At our visit, the school boasts three classrooms and some administrative space. A few years ago funding materialized to build the present facility. As a man of vision and faith, Theoneste knew his school needed three classrooms, so he laid a fitting foundation, knowing he would run out of money before there was a roof. As a testament to his faith, there is an obvious seam two-thirds of the way up the wall, where completion of the school had waited for the rest of the necessary finances, which eventually came.
We had the privilege of visiting each of the classrooms, where bright-eyed students stood to greet us in crisp English. On the chalkboards there was evidence of geometry, physics, and grammar.
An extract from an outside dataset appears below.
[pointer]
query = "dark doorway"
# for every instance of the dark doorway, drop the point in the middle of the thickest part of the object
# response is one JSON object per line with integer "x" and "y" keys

In one of the rooms, a member of our team shared from his heart about his brave son, who had cheated death and overcome seemingly insurmountable odds in his pursuit of life, dignity and education. The students leaned into the story and I saw a few of them crying.
These kids, many born after the genocide, have nonetheless been sucked under by its destructive wake. The obstacles before them are real - casting long, hungry shadows, eager to swallow them at every turn. They could relate to the pain of the young man’s life story. They were also ready to hear its corresponding message of hope and dignity. When the speaker shared, through tears, that these students reminded him of his son, there was a ripple of moist-eyed smiles and a visible straightening of collective shoulders.
Thank you, Lord, for Theoneste and his wife and the three brick rooms of educational promise provided for the students who find refuge there. And thank you for our friend, and his son, and the ways that you are able to thread our joys and sorrows with those of even our youngest brothers and sisters around the globe.